Marcus flips a coin and tosses a six-sided die with the sides numbered 1-6. What is the probaility that he gets a head on the coin and a number divisible by 3 on the die?
A six-sided die with sides numbered 1 through 6 is tossed twice. What is the probability of getting a number larger than 4 on both throws?
1/9
Elizabeth:
3 and 6 are divisible by 3 so 2/6 = 1/3
1/2 *1/3 = 1/6
Anon:
5 or 6/ 6
1/3 each time
independent tosses so
1/3 * 1/3 = 1/9
To find the probability that Marcus gets a head on the coin and a number divisible by 3 on the die, we need to calculate the number of favorable outcomes and divide it by the total number of possible outcomes.
Let's start by determining the number of favorable outcomes.
For the coin toss, there are two possible outcomes: heads (H) or tails (T).

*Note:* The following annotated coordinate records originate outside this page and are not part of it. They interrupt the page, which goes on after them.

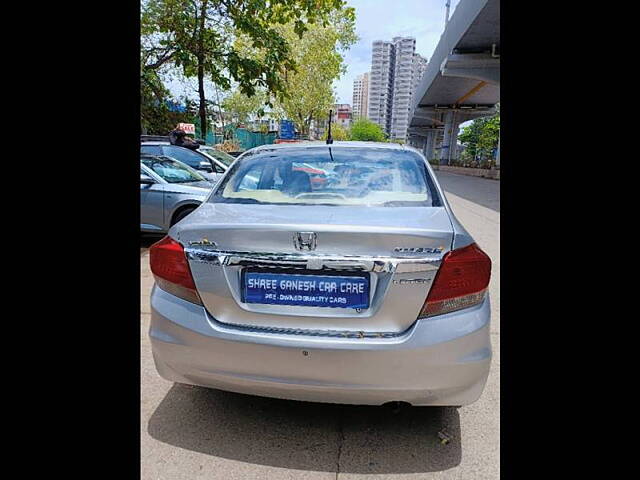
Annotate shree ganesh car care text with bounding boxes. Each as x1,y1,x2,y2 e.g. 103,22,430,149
247,278,365,303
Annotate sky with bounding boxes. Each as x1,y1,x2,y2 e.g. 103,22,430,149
333,0,459,104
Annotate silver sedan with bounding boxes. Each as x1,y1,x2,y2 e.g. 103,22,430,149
149,142,491,406
140,155,214,233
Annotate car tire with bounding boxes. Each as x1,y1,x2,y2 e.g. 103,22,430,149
171,207,196,227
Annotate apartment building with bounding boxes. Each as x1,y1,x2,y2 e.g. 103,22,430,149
369,37,427,140
353,72,369,120
368,40,395,134
331,103,353,128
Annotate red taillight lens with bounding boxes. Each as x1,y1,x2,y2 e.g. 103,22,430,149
149,236,202,305
418,243,491,318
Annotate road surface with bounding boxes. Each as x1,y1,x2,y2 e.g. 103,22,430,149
140,172,500,480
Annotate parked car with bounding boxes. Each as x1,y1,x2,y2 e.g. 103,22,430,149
140,137,227,183
140,155,214,233
149,142,491,406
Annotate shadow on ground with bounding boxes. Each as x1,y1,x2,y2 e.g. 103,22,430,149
436,171,500,213
148,384,461,474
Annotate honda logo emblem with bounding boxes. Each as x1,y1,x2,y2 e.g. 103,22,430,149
293,232,318,250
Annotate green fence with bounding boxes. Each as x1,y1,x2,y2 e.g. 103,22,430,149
234,128,276,150
196,124,277,150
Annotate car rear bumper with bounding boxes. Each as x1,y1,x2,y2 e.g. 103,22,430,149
149,286,491,405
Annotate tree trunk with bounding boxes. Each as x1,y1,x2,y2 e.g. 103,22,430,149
198,60,207,140
198,0,207,141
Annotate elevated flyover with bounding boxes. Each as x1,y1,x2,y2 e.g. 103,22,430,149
408,0,500,164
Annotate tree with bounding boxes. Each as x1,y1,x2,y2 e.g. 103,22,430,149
351,118,386,142
222,90,267,123
458,106,500,161
264,8,357,134
141,0,344,137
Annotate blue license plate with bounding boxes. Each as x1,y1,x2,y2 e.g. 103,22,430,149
243,272,369,309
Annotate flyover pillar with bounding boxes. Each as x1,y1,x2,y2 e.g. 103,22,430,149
440,112,460,165
424,130,437,161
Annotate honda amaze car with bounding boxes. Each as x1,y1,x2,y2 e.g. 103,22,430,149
149,142,491,406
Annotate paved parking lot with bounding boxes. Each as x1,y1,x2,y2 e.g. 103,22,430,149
140,172,500,480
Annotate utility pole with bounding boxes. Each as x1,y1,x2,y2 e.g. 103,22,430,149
444,0,451,28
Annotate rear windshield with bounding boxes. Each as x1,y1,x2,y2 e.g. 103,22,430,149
209,146,440,207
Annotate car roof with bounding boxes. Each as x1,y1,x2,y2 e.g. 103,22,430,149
252,141,414,151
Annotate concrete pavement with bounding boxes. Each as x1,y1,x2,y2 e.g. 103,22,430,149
140,172,500,480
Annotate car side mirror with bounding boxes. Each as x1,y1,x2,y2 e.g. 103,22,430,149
198,160,213,173
140,173,156,185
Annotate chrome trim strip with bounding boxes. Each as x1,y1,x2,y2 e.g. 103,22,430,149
184,246,443,273
207,312,404,339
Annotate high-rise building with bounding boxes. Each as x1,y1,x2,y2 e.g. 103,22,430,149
331,103,353,128
369,40,395,134
369,37,427,140
353,72,369,120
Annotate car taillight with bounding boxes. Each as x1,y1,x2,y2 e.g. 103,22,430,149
149,236,202,305
418,243,491,318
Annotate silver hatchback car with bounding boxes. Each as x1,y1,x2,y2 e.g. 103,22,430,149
140,154,214,233
149,142,491,406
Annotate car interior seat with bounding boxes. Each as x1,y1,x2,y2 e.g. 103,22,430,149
282,170,312,195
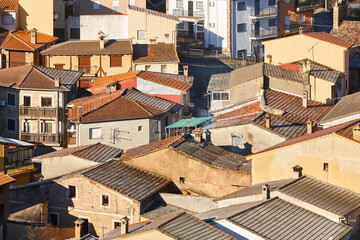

Since we are interested only in heads, we have one favorable outcome for the coin toss.
Next, let's consider the die roll. Out of the six sides, there are two numbers that are divisible by 3, which are 3 and 6. Therefore, we have two favorable outcomes for the die roll.
To find the total number of possible outcomes, we multiply the number of outcomes for each event. In this case, since the coin toss and die roll are independent events, we can simply multiply the number of outcomes for each event.
The coin toss has 2 possible outcomes, and the die roll has 6 possible outcomes. Thus, the total number of possible outcomes is 2 (coin toss) multiplied by 6 (die roll), which equals 12.
So, we have 1 favorable outcome and 12 possible outcomes.
To find the probability, we divide the number of favorable outcomes (1) by the number of possible outcomes (12):
Probability = Number of favorable outcomes / Number of possible outcomes
= 1 / 12
= 1/12
Therefore, the probability that Marcus gets a head on the coin and a number divisible by 3 on the die is 1/12.